Book page at Project-H: NSFW!!. Available in print or digitally through eManga (including convenient PDF download).

You_See_Teacher_V1_cover

This is the first of a planned series of (intermittent) posts on “otokonoko” (a pun that translates roughly as “male maiden”) AKA “josou shonen” (crossdressing boys): male-oriented media that focuses on MtF crossdressing, with or without (but usually with) romantic / erotic elements in your choice of m/f or m/m flavors. (If you haven’t heard of this stuff before, you might want to check out the intro post for the series.) In You See, Teacher… we have an example of a genre that is still an oddity in English; a male-male romance primarily aimed at straight-identified men (if you have trouble with that idea, see the discussion in the intro post).

The first thing I want to get onto the table is that, sadly, this book is not porn. All three (soon to be four) of the m/m otokonoko manga currently available in English are released through DMP’s Project-H imprint, which is a hentai imprint, meaning that they’re all labelled as porn, but all of them ran in Oto★Nyan; that magazine was fairly raunchy, but it was a respectable non-restricted seinen magazine and never ran porn. I suspect that DMP put these books under the Project-H imprint because they’re smutty stuff for guys, but the degree of fanservice and innuendo in any of these books would not be excessive for a standard M-rated manga. In this case, although the cover incorporates the federally-mandated crotch shot that crops up on the majority of otokonoko-genre covers (since the conceit of the genre is that the cute crossdresser looks exactly like a girl, you have to show bulge to get across that it’s actually a boy in that skimpy miniskirt), it goes no further than a lot of salacious fanservice and some making out. I knew what I was getting, having read it in serialization, but I imagine some people will be disappointed.

Secondly, the cover is adorable. Most ecchi seinen romances only put the girl on the cover; the equivalent, for m/m otokonoko, is to only put the crossdresser on the cover (unless it’s a crossdresser-on-crossdresser title, in which case they’ll both be on the cover and probably all over each other, as in Kuromame’s Club For Crossdressers NSFW!!). Presumably this is so you don’t have to look at some dude (eww) while ogling the hottie. Tachibana gets around this by using a wraparound cover; the flirtatious crossdressing cutie is on the front, but he’s holding hands with the befuddled protagonist on the back (which also features the protag’s little brother; in a dress, of course).

You_See_Teacher_V1_full

Said protagonist, Kakenishi, is a 23-year-old virgin and ineffectual high-school teacher who gets walked on all over by his students, except model student Nakamura. In the opening pages, Kakenishi discovers that seemingly perfectly-behaved Nakamura is, in fact, making sexy crossdressing webcam shows using the school computers, tastefully illustrated by four full-color pages of a lightly-clad Nakamura in suggestive positions. (In fact, the very first page features an ass’n’crotch shot with panty-clad boybits prominently displayed. Just in case you weren’t clear on the premise.) Kakenishi makes an ineffectual attempt at persuading Nakamura to stop doing this, which succeeds only because Nakamura, who turns out to be quite the manipulative troublemaker when not in stealth mode, decides it will be more fun to seduce his flustered and ineffectually-protesting teacher instead. That sets up the primary plot for the series: Nakamura aggressively vamps Kakenishi in lewd, fanservice-providing ways; Kakenishi blusters and dithers but always gets dragged along. Your usual list of ecchi rom-com hijinks ensue.

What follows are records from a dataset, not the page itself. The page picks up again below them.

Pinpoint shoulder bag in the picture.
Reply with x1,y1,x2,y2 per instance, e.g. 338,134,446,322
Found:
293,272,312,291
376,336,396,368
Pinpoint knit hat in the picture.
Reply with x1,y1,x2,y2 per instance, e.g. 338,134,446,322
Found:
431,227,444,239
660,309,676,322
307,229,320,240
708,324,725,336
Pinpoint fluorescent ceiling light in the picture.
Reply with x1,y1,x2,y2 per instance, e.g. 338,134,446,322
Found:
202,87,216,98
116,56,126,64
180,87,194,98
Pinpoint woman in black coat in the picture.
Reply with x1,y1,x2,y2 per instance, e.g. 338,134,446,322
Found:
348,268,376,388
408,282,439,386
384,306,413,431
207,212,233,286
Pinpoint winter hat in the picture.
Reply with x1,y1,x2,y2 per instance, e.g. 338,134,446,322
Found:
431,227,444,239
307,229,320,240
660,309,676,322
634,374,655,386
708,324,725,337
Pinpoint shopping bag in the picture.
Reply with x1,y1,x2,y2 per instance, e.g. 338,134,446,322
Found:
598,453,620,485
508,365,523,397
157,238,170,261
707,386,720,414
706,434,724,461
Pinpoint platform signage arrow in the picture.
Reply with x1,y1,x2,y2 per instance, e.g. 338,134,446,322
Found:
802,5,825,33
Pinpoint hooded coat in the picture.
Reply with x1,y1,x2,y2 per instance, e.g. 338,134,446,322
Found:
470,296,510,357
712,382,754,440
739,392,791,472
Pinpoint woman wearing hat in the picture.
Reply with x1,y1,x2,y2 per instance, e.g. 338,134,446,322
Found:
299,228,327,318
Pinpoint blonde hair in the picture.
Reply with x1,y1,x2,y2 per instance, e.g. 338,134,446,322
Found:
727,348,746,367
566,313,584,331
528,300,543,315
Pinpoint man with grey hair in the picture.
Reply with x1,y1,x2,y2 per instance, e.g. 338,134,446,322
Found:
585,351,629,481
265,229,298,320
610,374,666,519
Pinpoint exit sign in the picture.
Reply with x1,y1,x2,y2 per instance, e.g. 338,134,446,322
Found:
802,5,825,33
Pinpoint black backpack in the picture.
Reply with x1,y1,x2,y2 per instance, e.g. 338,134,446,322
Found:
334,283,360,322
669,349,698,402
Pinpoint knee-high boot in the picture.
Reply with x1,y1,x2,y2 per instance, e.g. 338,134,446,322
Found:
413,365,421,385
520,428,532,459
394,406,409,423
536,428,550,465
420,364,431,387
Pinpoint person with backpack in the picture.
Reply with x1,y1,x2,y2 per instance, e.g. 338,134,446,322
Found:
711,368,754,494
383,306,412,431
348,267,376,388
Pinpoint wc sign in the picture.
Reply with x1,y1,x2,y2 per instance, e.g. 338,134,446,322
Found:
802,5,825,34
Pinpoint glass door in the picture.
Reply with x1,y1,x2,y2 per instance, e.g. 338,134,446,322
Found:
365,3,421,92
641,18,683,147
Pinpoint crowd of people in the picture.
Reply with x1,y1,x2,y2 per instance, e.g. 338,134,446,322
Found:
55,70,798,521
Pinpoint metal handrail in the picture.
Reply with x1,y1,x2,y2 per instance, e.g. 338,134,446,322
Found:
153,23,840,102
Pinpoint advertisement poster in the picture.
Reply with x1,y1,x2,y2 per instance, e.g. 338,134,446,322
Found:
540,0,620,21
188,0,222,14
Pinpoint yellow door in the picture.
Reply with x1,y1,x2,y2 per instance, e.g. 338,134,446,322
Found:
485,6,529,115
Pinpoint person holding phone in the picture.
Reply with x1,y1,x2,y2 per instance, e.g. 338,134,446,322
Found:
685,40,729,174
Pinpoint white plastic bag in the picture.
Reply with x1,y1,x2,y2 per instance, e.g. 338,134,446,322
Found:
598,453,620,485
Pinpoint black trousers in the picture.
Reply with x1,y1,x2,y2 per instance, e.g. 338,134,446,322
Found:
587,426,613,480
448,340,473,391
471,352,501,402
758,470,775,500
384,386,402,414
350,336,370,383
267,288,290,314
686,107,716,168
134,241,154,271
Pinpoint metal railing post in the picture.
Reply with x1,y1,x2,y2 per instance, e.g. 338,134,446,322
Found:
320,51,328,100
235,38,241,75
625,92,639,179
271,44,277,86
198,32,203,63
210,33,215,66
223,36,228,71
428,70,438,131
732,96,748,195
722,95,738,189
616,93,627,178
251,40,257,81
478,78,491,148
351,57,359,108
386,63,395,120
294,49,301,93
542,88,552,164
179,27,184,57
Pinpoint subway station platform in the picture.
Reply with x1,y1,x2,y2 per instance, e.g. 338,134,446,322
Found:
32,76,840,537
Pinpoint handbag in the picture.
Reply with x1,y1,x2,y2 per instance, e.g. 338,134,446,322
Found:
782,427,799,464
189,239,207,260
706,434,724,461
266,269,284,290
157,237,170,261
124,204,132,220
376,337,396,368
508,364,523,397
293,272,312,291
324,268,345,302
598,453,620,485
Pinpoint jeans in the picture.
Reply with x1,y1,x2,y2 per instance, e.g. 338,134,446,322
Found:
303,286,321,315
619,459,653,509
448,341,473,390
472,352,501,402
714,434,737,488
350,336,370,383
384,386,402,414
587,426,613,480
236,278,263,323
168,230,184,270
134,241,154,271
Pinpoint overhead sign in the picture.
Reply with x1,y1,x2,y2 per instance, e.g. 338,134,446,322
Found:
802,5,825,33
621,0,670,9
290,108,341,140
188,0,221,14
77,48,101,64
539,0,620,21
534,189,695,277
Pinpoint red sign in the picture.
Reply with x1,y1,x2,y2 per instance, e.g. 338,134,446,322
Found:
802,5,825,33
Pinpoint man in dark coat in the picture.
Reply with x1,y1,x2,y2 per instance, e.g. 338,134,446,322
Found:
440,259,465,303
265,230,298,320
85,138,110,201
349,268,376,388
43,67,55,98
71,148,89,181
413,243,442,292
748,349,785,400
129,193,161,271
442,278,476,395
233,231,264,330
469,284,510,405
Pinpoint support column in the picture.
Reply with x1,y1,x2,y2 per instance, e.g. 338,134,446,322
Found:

As you will immediately gather, this book has a lot of raunch; there is a fair amount of humor involved, but the emphasis is definitely on titillation. Nakamura is totally shameless (early in the story he gives Kakenishi his email address written on the panties he was just wearing), and in addition to flashing everything he’s got at Kakenishi, he’s quite willing to use his sexiness to make friends and influence people make money and wrap people around his little finger, and for some reason both his schoolmates and any random other males around are more than willing to slobber on him even (or especially) when they know he’s a guy. Although there is no sex whatsoever, the series is bountiful in its provision of skimpy cosplay costumes, fetish lingerie, perky nipples, panty shots, wardrobe malfunctions, and, especially, barely-clad boybits (plus a few peekaboo shots of unclad boybits). And there is an extended sequence of suggestive things with mayonnaise bottles, if you happen to be into mayonnaise bottles.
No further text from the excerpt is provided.